The fourth problem has to do with the manner in which the exit visas figure into Rick’s whole scheme. It is not at all clear why Renault did not save himself all the trouble of releasing and re-arresting Lazlo by simply asking Rick to bring the visas to the police headquarters, claim they were found on Lazlo, and falsely charge him (as he did later) with involvement in the murder of the German couriers. It is not like Renault was to catch Lazlo on camera or in front of a crowd of potential witnesses. The two exit visas were to constitute the totality of the evidence in the dossier to be made against Lazlo. To make his case, Renault did not have to release Lazlo and have him rearrested.
But let us for argument’s sake imagine that Renault - for reasons the audience is not privy to – simply could not frame Lazlo unless he literally caught him in the very act of possessing the visas. Even so, how could the exit visas possibly be made part of a dossier if Rick was to use the exact same visas that very night to leave the country along with Ilsa?
One would suppose the travelers would be taking the visas with them, but even if they were to leave them behind with the authorities at the airport, the used visas would not be of much help to Renault, as Lazlo’s name would not be mentioned anywhere on them (the visas require the travelers’ name or signature – a point repeatedly emphasized). This means, even if everything had gone according to the plan, Renault would have made an arrest on the basis of exit visas already used by others, evidence which is hardly incriminating and would if anything point to Lazlo’s innocence and not his guilt!
“So you see,” Hitchcock said famously, “a MacGuffin is actually nothing at all.”
In other words: so what if a MacGuffin is not watertight? It doesn’t have to be!
The exit visas are not the story of Casablanca; they just help bring it out. And boy do they bring out a great story!

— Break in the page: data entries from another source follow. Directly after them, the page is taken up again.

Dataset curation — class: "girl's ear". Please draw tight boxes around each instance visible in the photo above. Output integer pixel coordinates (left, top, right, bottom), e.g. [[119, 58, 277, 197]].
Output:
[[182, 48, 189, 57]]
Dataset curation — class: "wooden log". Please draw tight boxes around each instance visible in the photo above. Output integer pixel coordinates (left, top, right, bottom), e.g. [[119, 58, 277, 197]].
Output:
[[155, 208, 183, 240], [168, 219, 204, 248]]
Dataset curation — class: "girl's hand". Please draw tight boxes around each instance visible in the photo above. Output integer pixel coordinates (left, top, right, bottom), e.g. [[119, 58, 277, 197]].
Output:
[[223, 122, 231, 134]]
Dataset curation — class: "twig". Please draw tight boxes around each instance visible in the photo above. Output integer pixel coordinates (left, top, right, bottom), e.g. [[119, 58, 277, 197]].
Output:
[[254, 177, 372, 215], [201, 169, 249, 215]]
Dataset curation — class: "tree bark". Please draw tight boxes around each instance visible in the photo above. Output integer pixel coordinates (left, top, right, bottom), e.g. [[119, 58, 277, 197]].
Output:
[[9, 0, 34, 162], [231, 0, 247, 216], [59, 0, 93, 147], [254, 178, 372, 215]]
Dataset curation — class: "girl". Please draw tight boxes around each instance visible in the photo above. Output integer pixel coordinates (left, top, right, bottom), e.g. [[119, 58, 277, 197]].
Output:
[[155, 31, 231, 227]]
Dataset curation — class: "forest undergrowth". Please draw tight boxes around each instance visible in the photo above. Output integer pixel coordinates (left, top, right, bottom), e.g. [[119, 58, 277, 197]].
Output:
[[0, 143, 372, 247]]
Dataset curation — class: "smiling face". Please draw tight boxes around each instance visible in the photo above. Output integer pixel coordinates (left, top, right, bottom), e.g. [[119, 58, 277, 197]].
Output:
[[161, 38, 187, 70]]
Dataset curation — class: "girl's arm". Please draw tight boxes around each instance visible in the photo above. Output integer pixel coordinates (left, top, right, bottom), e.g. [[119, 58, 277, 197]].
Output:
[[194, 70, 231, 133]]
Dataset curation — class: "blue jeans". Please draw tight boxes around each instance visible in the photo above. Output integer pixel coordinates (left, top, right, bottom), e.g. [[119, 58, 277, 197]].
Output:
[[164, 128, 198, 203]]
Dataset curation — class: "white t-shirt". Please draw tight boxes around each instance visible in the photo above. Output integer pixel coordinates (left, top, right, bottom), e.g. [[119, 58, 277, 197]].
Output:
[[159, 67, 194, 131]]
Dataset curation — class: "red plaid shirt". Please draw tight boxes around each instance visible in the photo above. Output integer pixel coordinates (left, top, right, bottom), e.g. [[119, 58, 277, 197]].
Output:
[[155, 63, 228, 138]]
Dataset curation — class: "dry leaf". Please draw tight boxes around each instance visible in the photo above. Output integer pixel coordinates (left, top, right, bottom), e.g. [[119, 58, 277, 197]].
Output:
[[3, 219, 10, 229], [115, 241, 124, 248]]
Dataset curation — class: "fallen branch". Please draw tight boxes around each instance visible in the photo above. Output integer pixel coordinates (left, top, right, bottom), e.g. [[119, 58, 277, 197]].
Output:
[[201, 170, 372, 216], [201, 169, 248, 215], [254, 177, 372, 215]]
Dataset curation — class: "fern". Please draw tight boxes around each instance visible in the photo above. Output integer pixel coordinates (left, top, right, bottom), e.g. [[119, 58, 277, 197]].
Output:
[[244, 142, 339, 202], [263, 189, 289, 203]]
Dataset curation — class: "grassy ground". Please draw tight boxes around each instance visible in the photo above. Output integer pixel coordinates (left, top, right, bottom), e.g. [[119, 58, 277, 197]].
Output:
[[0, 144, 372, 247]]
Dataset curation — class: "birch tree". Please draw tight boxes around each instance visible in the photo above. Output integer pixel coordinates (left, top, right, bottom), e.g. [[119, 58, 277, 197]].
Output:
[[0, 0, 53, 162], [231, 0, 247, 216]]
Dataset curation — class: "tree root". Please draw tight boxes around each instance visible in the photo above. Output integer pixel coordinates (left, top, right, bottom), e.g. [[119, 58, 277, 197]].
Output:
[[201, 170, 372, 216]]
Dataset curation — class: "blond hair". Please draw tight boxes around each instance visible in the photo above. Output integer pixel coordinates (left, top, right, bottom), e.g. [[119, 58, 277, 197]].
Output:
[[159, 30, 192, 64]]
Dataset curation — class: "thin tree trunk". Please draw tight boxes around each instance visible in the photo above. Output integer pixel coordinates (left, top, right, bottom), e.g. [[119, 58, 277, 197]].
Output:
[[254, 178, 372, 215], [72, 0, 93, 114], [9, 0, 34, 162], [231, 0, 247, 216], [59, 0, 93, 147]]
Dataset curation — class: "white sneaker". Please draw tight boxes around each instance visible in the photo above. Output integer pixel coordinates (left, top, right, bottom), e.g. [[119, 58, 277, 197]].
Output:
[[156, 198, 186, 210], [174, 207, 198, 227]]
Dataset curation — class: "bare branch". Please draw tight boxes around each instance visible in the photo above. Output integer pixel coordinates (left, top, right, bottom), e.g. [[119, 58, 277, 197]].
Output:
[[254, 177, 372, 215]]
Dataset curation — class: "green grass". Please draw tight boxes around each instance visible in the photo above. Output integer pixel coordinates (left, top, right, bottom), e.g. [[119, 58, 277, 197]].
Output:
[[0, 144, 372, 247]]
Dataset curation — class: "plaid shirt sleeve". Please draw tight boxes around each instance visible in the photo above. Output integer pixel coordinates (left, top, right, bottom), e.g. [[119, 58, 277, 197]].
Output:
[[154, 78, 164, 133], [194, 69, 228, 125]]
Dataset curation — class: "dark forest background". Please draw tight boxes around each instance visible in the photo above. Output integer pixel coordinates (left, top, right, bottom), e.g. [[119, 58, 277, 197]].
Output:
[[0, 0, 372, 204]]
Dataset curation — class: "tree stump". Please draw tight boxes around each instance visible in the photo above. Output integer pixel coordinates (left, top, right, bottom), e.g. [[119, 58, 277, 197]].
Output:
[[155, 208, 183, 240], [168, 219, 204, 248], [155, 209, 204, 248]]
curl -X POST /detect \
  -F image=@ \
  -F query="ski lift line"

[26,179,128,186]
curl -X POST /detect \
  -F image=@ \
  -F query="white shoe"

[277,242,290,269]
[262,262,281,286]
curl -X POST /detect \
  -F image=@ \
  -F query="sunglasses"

As debates over nationalism have once again resurfaced in recent years, Casablanca reminds us that, far from being a self-serving cop out, true patriotism is defined by self-sacrifice and extending a helping hand. It also reminds us that - more often than we think - the only thing standing between evil and its designs is “little people,” like Rick, who, though neither blessed with an overabundance of courage nor self-sacrificial by disposition, rise to the occasion for the sake of the greater good, saying no to isolationism.
Cinema has never given us a better parable.
By way of a plot that makes no sense at all.